Cette année est exceptionnelle ! En effet, 33 enfants étudient au CCLJ pour devenir Bnei-Mitzva. En dehors du plaisir que nous avons à accueillir tant de nouvelles familles, il nous invite à réfléchir au sens de notre action et à la transmission que nous avons envie de porter vers des groupes de plus en plus nombreux.
Marginalisé, parfois dénigré ou insulté, notre programme de préparation à la bar ou bat-mitzva fait aujourd’hui référence au sein de la communauté juive belge, mais aussi au-delà de nos frontières. S’il constitue à présent un rite « normal », reconnu à côté des programmes proposés par les différentes synagogues, il reste cependant exceptionnel, parce qu’au CCLJ, nous avons fait le pari de l’ouverture et de l’égalité.
Ainsi, il est hors de question qu’un enfant se voie refuser l’accès au programme, parce qu’il ne correspondrait pas aux critères halakhiques de judéité. « Est juif celui que se sent juif » n’est pas qu’une belle phrase, c’est une idée que nous mettons en application au quotidien, notamment dans l’accueil de nos Bnei-Mitzva. Nos futurs Bnei-Mitzva viennent de familles ashkénazes ou sépharades, très attachées aux traditions ou non, ils sont issus de couples juifs ou mixtes, étudient dans des écoles juives ou des établissements publics, viennent de milieux engagés ou non politiquement, sont impliqués dans la communauté depuis toujours ou en sont fortement éloignés. Peu importe, ils sont juifs et se sentent juifs. Mais avant tout, ils sont une bande de garçons, et de filles, heureux et volontaires, 33 enfants qui empruntent le chemin qui mène vers l’âge adulte et prendront librement, après un an d’étude et de recherches, l’engagement d’être et de rester juifs.
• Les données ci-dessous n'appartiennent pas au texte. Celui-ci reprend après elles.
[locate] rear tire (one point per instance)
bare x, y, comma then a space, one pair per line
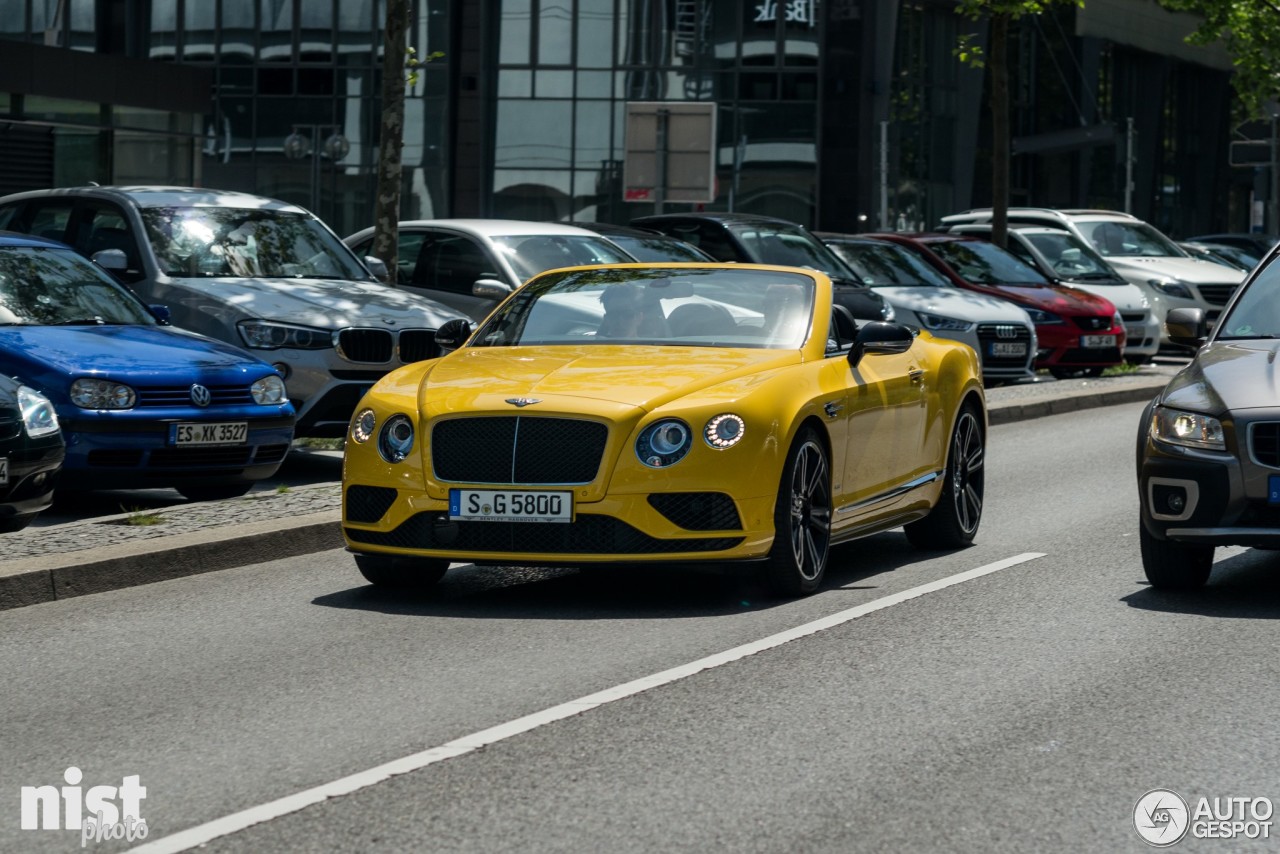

Notre programme est aussi exceptionnel, parce qu’il promeut une stricte égalité entre filles et garçons. Depuis toujours, le CCLJ s’est farouchement opposé à l’idée que les filles n’avaient pas le droit d’accéder à l’étude de la Torah, c’est-à-dire à la connaissance, sous prétexte qu’elles n’en auraient pas besoin pour assumer leur « vrai » rôle, celui de futures mères et de bonnes épouses juives.
Passeurs de lumière
Si dès la création de ce programme, l’une des idées fortes était d’enfin établir cette égalité parfaite entre filles et garçons, et alors que nous sommes au 21esiècle, elle est loin d’être appliquée dans tous les milieux. Combien de temps devrons-nous encore entendre ces discours nous assénant que l’égalité entre hommes et femmes n’existe pas et n’est pas nécessaire, puisqu’ils cohabitent en une harmonieuse complémentarité !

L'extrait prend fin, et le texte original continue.